Category: Tech / Sci / April 22, 2013 3:32 PM EDT
Human space exploration is one of mankind’s hugest achievements, but it appears it has taken its toll on Earth’s orbit.
What is now infamously known as a “giant leap” for man now has giant consequences.
The head of the European Space Agency’s Space Debris Office says the issue of ‘space debris,’ or garbage left from humans’ exploration of outer space, needs to be dealt with.
There have been around 4,700 rocket launches since the launch of Earth’s first artificial satellive, Sputnik, in 1957… which has left over 6500 tons of debris fragments, rocket stages, or defunct satellites in orbit.
This ‘space debris’ is potentially dangerous for operational satellites and spacecraft.
The International Space Station has been forced to avoid objects floating dangerously close to its path in space.
"A ten centimetre object would be capable of totally shattering a spacecraft," Klinkrad said. "A one centimetre object would already be capable of disabling a satellite that's still operational,” said Heiner Klinkrad, Head of ESA Space Debris Office.

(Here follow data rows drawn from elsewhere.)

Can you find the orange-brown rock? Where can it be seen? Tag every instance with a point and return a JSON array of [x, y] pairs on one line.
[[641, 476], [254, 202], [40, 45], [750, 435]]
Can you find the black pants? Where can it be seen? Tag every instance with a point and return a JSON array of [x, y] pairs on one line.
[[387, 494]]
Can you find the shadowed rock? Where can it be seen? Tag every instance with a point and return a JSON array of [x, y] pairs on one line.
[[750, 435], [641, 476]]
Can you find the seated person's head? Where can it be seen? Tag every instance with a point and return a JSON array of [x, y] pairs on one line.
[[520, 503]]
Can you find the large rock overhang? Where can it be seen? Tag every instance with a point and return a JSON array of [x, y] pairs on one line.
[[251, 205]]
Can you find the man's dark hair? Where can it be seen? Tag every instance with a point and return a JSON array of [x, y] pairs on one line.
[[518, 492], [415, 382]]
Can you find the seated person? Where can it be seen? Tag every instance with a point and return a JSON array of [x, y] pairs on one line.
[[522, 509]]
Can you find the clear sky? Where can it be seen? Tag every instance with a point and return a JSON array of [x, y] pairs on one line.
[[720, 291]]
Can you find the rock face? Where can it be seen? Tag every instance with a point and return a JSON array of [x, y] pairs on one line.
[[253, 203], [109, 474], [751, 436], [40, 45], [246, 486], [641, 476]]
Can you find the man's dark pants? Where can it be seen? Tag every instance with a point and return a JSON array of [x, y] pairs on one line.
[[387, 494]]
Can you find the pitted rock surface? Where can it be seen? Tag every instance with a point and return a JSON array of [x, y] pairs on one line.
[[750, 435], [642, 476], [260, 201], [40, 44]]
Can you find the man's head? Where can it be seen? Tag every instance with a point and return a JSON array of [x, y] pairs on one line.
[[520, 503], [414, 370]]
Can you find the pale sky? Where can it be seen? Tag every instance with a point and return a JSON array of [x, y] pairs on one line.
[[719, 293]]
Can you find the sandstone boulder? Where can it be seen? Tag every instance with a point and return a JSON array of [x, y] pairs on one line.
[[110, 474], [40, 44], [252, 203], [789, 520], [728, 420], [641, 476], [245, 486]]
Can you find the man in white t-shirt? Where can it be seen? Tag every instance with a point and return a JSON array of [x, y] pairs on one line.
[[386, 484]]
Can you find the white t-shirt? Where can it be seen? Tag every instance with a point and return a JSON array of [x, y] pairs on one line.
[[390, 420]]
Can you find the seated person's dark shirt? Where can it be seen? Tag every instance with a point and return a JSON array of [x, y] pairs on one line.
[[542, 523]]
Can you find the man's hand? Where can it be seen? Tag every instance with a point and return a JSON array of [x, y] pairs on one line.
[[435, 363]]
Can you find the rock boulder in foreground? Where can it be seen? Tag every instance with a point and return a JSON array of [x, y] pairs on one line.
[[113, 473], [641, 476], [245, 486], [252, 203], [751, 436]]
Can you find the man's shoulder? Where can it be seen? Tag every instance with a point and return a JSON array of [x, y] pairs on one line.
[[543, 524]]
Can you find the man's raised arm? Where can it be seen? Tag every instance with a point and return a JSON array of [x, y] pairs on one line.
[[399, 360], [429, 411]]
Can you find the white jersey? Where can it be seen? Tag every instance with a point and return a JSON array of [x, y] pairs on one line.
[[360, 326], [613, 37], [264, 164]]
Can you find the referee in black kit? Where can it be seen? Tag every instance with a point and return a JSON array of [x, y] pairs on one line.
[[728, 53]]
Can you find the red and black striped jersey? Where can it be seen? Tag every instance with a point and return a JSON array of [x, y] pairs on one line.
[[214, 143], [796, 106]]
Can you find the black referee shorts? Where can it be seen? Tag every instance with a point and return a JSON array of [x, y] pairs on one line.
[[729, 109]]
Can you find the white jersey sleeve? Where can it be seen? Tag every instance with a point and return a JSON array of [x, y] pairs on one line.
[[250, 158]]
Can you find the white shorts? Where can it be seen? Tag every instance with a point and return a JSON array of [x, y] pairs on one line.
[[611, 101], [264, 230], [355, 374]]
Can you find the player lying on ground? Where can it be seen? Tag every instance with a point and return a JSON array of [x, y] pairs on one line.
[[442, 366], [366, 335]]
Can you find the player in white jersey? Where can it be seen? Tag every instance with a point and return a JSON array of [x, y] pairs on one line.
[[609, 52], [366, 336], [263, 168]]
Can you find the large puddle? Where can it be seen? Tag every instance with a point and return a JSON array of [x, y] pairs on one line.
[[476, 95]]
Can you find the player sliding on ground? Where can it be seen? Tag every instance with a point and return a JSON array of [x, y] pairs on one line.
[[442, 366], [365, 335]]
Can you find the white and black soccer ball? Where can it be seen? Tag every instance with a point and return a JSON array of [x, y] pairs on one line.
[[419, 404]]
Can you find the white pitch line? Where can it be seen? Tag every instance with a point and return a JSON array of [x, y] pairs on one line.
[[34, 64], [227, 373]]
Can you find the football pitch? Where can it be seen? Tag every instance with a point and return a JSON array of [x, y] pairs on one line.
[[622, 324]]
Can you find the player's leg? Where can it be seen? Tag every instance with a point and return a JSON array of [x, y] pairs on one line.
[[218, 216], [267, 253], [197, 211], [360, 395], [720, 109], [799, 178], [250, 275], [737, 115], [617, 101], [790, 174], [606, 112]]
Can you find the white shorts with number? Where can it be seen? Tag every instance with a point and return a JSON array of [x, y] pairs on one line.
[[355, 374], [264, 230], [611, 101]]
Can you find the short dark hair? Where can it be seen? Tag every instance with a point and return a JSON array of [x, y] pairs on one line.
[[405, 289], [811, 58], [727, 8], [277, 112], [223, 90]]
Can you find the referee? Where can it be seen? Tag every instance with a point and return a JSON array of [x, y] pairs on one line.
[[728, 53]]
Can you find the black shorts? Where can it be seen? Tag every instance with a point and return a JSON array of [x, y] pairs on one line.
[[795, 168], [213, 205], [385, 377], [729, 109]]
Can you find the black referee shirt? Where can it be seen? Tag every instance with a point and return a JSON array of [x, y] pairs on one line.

Upon impact, the one centimetre object would have the kinetic energy equivalent to "an exploding hand grenade", if it were travelling at the typical velocity of 50,000 kilometres per hour, he added.
The head of the ESA’s Debris Office says humans need to work to actively clear the debris we have created or risk triggering the ‘Kessler syndrome”, a situation in which space object collisions could cause a cascade of further collisions, making some of the orbit’s regions unusable in the future.
The only way to solve the problem is to "actively go there and remove mass from orbit", he said.
The ESA conference, which takes place from 22nd until 25th April, hopes to discuss methods of removing the debris, such as using high energy lasers, fired from our planet, to vaporize the fragments using energy absorption.